Maxim Dounin mdounin at
Wed Jan 23 18:19:49 UTC 2013


On Wed, Jan 23, 2013 at 07:27:42PM +0200, Aliaksandr Valialkin wrote:

> On Wed, Jan 23, 2013 at 5:47 AM, Maxim Dounin <mdounin at> wrote:
> > I don't think that it will fit as a cache store for nginx.  In
> > particular, with quick look through sources I don't see any
> > interface to store data with size not known in advance, which
> > happens often in HTTP world.
> Yes, ybc doesn't allow storing data with size not known in advance due to
> performance and architectural reasons. There are several workarounds for
> this problem:
> - objects with unknown sizes may be streamed into a temporary location
> before storing them into ybc.

This will effectively double work needed to store response, and 
writing to cache is already one of major performance bottlenecks 
on many setups.

> - objects with unknown sizes may be cached in ybc using fixed-sized chunks,
> except for the last chunk, which may have smaller size. Here is a

Thus effectively reinventing what is known as blocks in the 
filsystem world, doing all the maintanance work by hand.

Actually, this is the basic problem with phk@'s aproach (with all 
respect to phk@): reinventing the filesystem.


> > Additionally, it looks like it
> > doesn't provide async disk IO support.
> >
> Ybc works with memory mapped files. It doesn't use disk I/O directly. Disk
> I/O may be triggered if the given memory page is missing in RAM. It's
> possible to determine whether the given virtual memory location is cached
> in RAM or not - OSes provide special syscalls designed for this case - for
> example, mincore(2) in linux. But I think it's better relying on caching
> mechanisms provided by OS for memory mapped files than using such syscalls
> directly. Ybc may block nginx worker when reading swapped out memory pages,
> but this should be rare event if frequently accessed cached objects fit RAM.

The key words are "if ... cached objects fit RAM".

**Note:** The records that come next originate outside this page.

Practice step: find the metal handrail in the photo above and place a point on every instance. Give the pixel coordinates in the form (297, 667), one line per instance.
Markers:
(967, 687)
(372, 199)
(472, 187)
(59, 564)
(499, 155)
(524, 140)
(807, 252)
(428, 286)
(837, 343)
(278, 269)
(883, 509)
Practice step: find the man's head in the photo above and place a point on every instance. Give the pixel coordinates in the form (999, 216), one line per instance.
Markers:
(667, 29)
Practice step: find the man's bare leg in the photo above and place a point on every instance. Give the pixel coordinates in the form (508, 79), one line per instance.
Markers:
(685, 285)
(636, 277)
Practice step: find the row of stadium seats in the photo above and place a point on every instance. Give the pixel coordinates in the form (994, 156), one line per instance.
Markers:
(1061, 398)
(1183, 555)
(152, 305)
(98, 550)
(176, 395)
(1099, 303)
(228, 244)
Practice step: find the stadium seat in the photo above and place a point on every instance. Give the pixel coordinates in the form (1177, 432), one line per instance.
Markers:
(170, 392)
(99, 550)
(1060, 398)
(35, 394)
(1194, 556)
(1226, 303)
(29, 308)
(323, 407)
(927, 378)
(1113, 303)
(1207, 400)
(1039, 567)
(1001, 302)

But bad things happen if they aren't, and that's why support for 
AIO was introduced in nginx 0.8.11 several years ago.  
Surprisingly enough, it just works for cache without any special 
code - because it's just files.

(Well, not exactly, there is special code to handle async reading 
of a response header.  But it's rather addition to normal AIO 

And another major problem with mmap is that it doesn't tolerate IO 
errors, and if e.g. disk is unable to read a particular block - 
you'll end up with SIGBUS to the whole process leaving it no 
possibilities to recover instead of just an error returned for a 
single read() operation.  While this may be acceptable in many use 
cases, it is really bad for an event-based server with thousands 
of clients served within a single process.

> Also as I understood from the , nginx
> currently may block on disk I/O too:
> > One major problem that the developers of nginx will be solving in
> upcoming versions is
> > how to avoid most of the blocking on disk I/O. At the moment, if there's
> not enough
> > storage performance to serve disk operations generated by a particular
> worker, that
> > worker may still block on reading/writing from disk.

Yep, not all OSes have AIO support (and some, like Linux, 
require you to choose just one option, VM cache or AIO), and even on 
systems with good one (FreeBSD, notably) there are still 
operations like open() and stat(), which doesn't have async 
counterparts at all, but still may block.  That's why we are 
experimenting with various ways to make things better.  But it's 
all about improving async IO support, not about dropping it.